The message is clear: You can achieve anything if you try hard enough and you have the right people guiding you forward.
Charles Wesley Onions is a touring foster child, neglected by his alcoholic mother. The latest foster family lives in a town that will forever change his life for the better. As many hopeless situations turned to accomplishments; Onions' story begins with him doing not-so-good things and then learning the hard way to get his act together.

The storyline itself is quite unrealistic. The odds of befriending a former circus actor, organizing rallies against a sports dome, and building a lightweight aircraft are not of this world.

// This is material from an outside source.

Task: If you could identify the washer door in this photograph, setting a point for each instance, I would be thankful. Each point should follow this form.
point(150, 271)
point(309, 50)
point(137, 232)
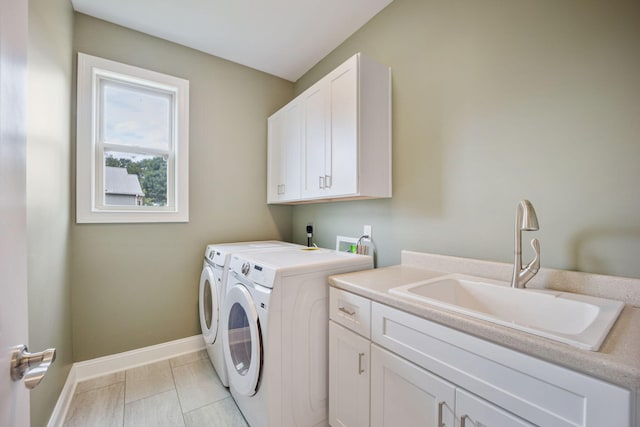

Even if small town people might be more potent to do crazy things to spark up their lives. Or at least that's what happens in books and movies.

I didn't get attached to any of the characters. There wasn't anything tying me to them emotionally, anything to keep me rooting for their success or failure. But the contrast that drew the characters towards each other was immense. A young boy without a family versus an old woman who grew up surrounded by her circus family. To an outsider, the two couldn't be more apart. But still, they are drawn to each other by a tether that controls a majority of their everyday lives. Loneliness, being surrounded by people but never having a dear friend.

Looking back, it's hard to say what I think of the reading experience. Onions was definitely a good read, but not necessarily something that I would pick off the shelf just like that. It's not a rollercoaster full of twists and turns. More like one of those books that you can read a few pages and come back whenever.